Brittani has written 330 articles for us.


  1. I think it’s totally normal, if you like someone, to want them to text back and to check your phone a lot or wonder what they’re doing. But I also feel really uncomfortable with the idea of checking someone’s social media accounts to see if they’re talking to other people instead of/while talking to you, or messaging their friend cause those seem like they could lead to more controlling/manipulative behaviors. People get distracted by work or chores or video games or spending time with other people and there’s nothing wrong with that. In a healthy relationship, both people respect each other’s privacy and independence. Obviously, if it’s the beginning of the relationship, some of the expectations and boundaries haven’t been established yet, and if you feel they’re playing games with you that’s different and is def a reason to consider moving on from the relationship, but the whole idea that someone should put you before everything else in their life because they like you seems unhealthy to me. I know this is a humor article so exaggeration is the name of the game, and I love B’s tweets–they always make me laugh. But I work in healthy relationship education/abuse intervention so I just felt like this needed to be said.

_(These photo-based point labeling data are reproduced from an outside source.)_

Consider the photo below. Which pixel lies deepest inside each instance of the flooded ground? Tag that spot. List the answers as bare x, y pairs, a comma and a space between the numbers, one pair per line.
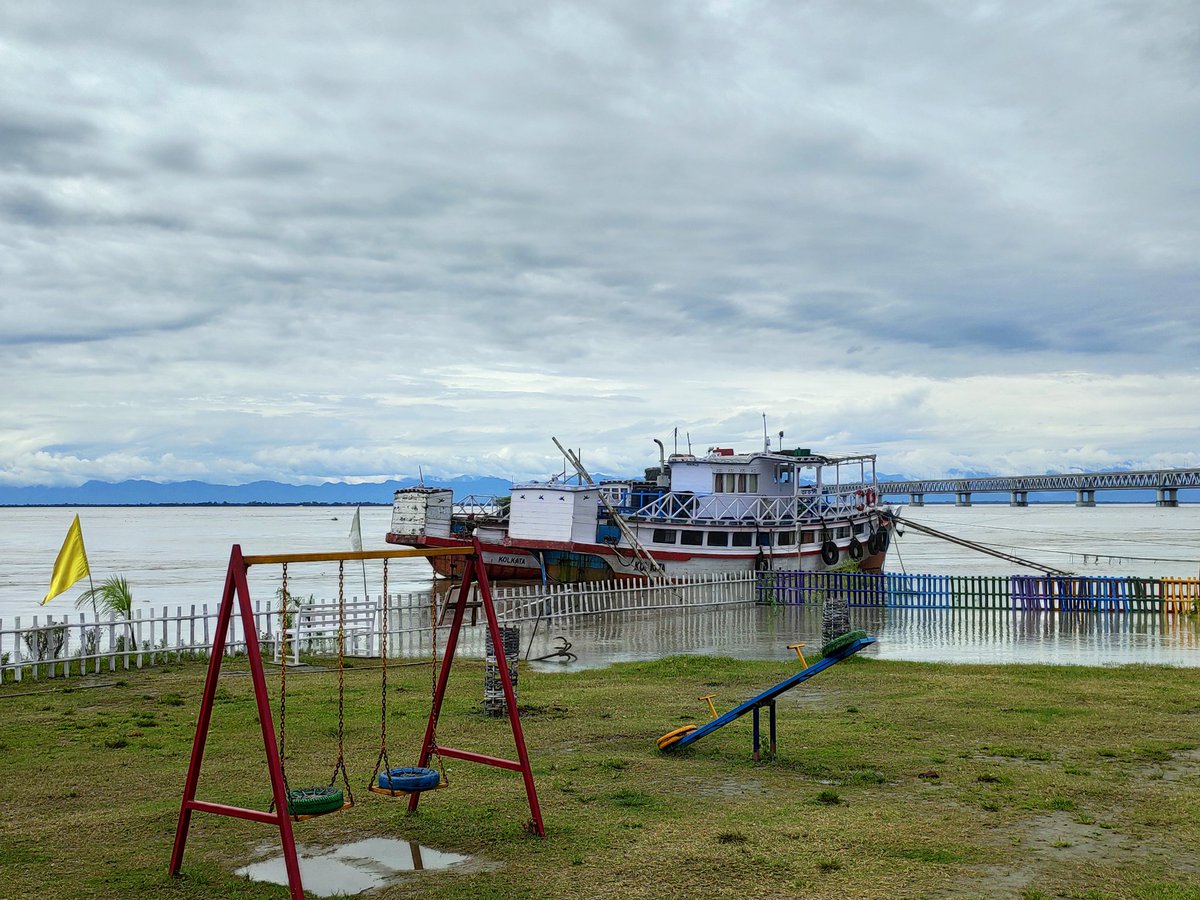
355, 868
749, 631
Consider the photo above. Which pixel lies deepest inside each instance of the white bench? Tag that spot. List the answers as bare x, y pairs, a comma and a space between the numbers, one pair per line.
316, 625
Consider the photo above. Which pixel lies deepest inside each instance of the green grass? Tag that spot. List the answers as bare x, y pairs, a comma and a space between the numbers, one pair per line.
1051, 781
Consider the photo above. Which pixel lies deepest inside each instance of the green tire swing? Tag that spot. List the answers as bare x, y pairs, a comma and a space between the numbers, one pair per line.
315, 801
841, 642
405, 780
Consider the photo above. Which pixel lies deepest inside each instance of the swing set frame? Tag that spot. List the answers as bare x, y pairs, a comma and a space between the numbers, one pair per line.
237, 591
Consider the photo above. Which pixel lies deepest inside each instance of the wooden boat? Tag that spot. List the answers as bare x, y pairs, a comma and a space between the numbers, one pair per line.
719, 513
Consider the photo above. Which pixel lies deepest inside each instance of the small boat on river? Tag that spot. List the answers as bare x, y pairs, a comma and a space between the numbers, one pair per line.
719, 513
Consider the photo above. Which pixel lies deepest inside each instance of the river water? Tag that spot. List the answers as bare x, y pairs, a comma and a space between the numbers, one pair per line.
178, 556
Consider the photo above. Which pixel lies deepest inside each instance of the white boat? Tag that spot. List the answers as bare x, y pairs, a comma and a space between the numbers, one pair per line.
719, 513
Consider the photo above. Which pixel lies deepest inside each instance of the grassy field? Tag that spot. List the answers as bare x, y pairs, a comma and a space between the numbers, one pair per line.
892, 780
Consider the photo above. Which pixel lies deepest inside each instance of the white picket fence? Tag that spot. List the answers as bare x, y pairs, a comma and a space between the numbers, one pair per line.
61, 647
83, 645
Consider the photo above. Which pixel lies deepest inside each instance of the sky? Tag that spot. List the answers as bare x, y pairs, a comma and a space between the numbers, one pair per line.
311, 241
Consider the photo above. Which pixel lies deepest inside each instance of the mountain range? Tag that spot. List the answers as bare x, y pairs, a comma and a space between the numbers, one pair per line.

  2. Reasons why I sometimes take a while to text back:
    1. my phone wasn’t on me and I didn’t bother to pick it up for a few hours
    2. texting is one of the most emotionally stressful forms of communication for me, so if I’m going through a bad bout of anxiety or depression I sometimes can’t bring myself to text
    3. I got up to eat/pee and now can’t find my phone
    4. I though that was an acceptable place to end the conversation, and was wrong
    5. I didn’t notice that you had texted me back and it was my turn to reply
    I do try to remind people that I care about them/think they’re cute/need their help fairly regularly, especially if we don’t communicate much face to face, because I recognize a lot of people don’t deal well with texters like me. And I do usually try a little harder with people I’ve just met, although that may be because I tend to be more sociable then anyways.

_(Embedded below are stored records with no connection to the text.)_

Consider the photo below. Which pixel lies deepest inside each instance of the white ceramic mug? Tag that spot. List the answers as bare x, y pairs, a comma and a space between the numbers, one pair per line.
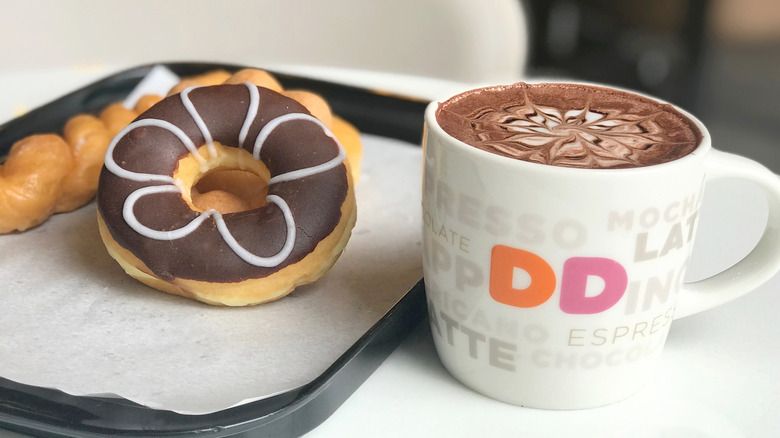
555, 287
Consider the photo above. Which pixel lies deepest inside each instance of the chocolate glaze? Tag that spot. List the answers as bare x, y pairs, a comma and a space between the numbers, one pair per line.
569, 125
315, 201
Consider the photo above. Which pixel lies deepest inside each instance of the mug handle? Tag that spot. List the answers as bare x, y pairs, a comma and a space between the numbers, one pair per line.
761, 264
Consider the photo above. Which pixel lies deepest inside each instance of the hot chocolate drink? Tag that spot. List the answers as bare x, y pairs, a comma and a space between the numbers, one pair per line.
569, 125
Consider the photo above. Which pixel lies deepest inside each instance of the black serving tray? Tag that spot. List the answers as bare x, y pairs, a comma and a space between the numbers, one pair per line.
49, 412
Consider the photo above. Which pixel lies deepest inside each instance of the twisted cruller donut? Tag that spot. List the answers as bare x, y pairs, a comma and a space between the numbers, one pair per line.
151, 226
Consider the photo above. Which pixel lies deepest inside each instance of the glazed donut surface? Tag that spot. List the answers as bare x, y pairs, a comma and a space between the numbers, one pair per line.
146, 209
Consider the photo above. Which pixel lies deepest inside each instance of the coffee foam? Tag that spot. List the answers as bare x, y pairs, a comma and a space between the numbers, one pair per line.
570, 125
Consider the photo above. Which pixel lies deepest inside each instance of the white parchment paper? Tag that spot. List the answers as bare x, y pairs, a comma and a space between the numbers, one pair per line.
71, 319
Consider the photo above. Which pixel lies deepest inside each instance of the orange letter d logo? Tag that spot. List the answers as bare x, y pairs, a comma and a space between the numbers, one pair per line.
503, 261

  3. “Did you run into one of my exes and they didn’t say anything bad about me, they just talked about how I’m a motherfucking delight and now you can’t move forward with me because if me and that ex didn’t work out, you no longer believe in love?”

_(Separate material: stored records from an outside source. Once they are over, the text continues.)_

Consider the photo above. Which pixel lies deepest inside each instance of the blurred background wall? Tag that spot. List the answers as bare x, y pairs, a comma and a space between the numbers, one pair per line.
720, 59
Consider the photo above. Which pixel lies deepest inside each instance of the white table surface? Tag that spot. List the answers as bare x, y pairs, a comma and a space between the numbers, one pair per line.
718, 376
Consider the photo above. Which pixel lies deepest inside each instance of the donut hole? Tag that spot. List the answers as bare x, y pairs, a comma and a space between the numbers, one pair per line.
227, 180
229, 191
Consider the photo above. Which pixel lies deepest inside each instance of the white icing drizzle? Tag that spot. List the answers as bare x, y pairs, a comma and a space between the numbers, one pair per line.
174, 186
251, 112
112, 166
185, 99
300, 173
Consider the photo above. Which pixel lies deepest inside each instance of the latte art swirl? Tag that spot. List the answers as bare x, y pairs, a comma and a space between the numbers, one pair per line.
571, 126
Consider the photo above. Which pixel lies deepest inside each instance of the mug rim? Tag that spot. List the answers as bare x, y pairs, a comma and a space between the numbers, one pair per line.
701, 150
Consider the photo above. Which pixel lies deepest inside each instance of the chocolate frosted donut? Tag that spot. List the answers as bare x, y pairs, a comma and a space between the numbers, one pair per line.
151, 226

    This whole article is golden. I can’t handle Brittani Nichols at all.

  4. So first off, this is HILARIOUS, the title of this column is clearly super accurate.

    That said, I need to speak up on behalf of bad texters everywhere and mention that sometimes, anxiety and/or executive dysfunction keeps me from texting people back. I’m autistic, so I know I’m not your average person-you-might-be-dating. But I struggle a lot with not wanting to text, forcing myself to text someone and then not having energy to do the next thing I need to do, having absolutely no idea what to say (or being terrified of saying the wrong thing) and then suddenly it’s two days later, misinterpreting the other person’s intent and assuming the conversation is over, etc. I have a lot of friends with similar communication issues, though most of them are not autistic, and I find this to be common enough for people with any kind of mental health issues that I feel the need to speak up on our behalf.

    That said, I am also totally on your side of it! When I don’t hear back from someone I am expecting/hoping/waiting to hear back from, I’m typically an anxious wreck. Not intending to be a hypocrite, it’s just the messed up brain chemistry. :)

    In case you think I’m taking this too seriously, I want to reiterate that I completely loved it and laughed quite a lot.